Music camp inspires mentors

Top artists (from left) Abra, Noel Cabangon and Chito Miranda enjoy meeting singers and songwriters who make it to the Elements camp.

Top artists (from left) Abra, Noel Cabangon and Chito Miranda enjoy meeting singers and songwriters who make it to the Elements camp.

In this elite music “school,” which only a select group of singers and songwriters from around the country get to attend, the teachers learn as much as the students, if not more.

This is why, around March of every year, some of the biggest names in the music industry eagerly await the call to take part as mentors in the Elements National Singing-Songwriting Camp, which completed its fifth run in November last year.

Raimund Marasigan of the Eraserheads, Sandwich and Squid 9 describes the Elements camp as “an entire college course” compressed over five days. He said he learned, along with the campers, new and effective approaches to making music and performing before an audience.

Marasigan says he particularly liked the talk of theater veteran Audie Gemora, who talked about “owning” the stage to grab the audience when performing live; and scriptwriter Ricky Lee, who stressed anew the importance of original Filipino music in Filipino culture.

Conductor Gerard Salonga, a mentor for the first time in 2014, says the camp, which gathers 60 singer/songwriters who passed a rigorous audition process, reinforced his belief that the Philippines was a country “rich in creative musical talent.”

Salonga stresses, however, that there is a dire need for “proper” training to better prepare aspiring singers and songwriters for a career in making music, considering the intense competition in the marketplace.

“Despite people’s access to technology, there remains a deficit in the level of training,” says Salonga, music director of the ABS-CBN Philharmonic Orchestra. “Musicians should know the basics of reading and writing music, [and acquire] a basic understanding of what makes music tick, why some progressions are cliché and why some progressions are not.”

He adds, “Education is not necessarily formal, but hours and hours of work develop a comprehensive understanding of why music does what it does.”

Nature and nurture

For his part, singer and songwriter Joey Ayala, who has been with Elements since its inception in 2010, says the camp cemented his view that songwriting is the product of “20 percent nature and 80 percent nurture.”

“The 20 percent is the talent, the heredity, the language; 80 percent comes from influences.
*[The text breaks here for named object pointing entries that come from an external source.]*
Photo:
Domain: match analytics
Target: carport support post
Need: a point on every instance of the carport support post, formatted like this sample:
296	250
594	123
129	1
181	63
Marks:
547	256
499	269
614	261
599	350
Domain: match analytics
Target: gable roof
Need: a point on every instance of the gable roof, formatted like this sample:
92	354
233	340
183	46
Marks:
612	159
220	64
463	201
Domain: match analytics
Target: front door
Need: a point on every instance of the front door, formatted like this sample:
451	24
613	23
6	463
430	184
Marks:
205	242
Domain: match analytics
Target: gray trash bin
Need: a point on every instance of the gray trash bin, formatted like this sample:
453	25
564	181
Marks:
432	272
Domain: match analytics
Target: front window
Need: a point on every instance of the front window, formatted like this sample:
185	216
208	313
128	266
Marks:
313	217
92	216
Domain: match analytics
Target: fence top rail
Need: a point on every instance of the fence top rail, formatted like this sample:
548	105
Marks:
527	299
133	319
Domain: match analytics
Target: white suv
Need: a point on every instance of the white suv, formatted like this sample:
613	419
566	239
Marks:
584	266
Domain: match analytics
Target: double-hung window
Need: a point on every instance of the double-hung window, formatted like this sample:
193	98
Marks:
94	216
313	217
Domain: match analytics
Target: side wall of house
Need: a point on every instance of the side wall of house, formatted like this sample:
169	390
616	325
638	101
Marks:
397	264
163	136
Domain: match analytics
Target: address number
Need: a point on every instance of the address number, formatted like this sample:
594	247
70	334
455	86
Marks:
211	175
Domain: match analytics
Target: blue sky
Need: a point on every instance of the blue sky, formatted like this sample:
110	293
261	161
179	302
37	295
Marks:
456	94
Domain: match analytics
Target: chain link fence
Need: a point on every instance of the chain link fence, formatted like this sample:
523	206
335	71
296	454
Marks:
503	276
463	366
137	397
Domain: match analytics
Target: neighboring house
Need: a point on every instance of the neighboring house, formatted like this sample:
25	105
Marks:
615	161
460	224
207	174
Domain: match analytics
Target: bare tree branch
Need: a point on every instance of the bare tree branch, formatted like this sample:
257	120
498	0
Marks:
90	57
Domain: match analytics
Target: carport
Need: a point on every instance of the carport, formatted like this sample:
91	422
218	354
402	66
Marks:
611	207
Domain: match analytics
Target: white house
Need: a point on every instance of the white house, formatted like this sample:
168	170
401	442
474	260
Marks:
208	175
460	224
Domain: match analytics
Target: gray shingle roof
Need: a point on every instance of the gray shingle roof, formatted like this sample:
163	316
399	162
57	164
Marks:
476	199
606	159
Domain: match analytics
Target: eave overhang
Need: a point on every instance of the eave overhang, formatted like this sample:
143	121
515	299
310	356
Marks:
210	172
If you look at the character of any work, it will come from the 20 percent, the uniqueness of the work. Contemporary appeal will come from the 80 percent,” says Ayala. “Those who use the 20 percent have a clearer character, seem to be more Filipino and more original. Those who rely on the 80 percent will sound just like everybody else.”

For Parokya ni Edgar front man Chito Miranda, the Elements camp, which is mounted by 7101 Music Nation headed by Tao Corp. CEO Julio D. Sy Jr., is more of a retreat, one special week every year during which he gets back to his roots and appreciates once again the reason that he got into music in the first place—that is, to express himself in a meaningful and sincere way.

Thus, despite his ultra-busy schedule, Miranda says, he does his best to set aside that one week for his mentor duties in Elements, which include guiding the campers through the exercises and sharing his own experience when he was just starting out in the industry.

Miranda describes the camp as inspiring, certainly one that he would not mind attending every year, even if he had to pay for his own plane ticket.

Another fulfilled mentor is rapper Abra, an ambassador of the Organisasyon ng Pilipinong Mang-Aawit, who says he was “blown away” by the unique experience, from hearing the original compositions of talented young singers and songwriters, to talking shop with the established names in the industry and senior camp advisers, such as composers Ryan Cayabyab, Jim Paredes and Noel Cabangon.

The award-winning Abra says he went home with renewed energy to create music, and that the interaction with both the mentors and the students widened his horizons, adding that he is confident the experience will help his own burgeoning career.

Like some 20 other mentors who took part in the previous camp, Abra is waiting with bated breath for the call to go back to Dumaguete this year for another dose of music and magic.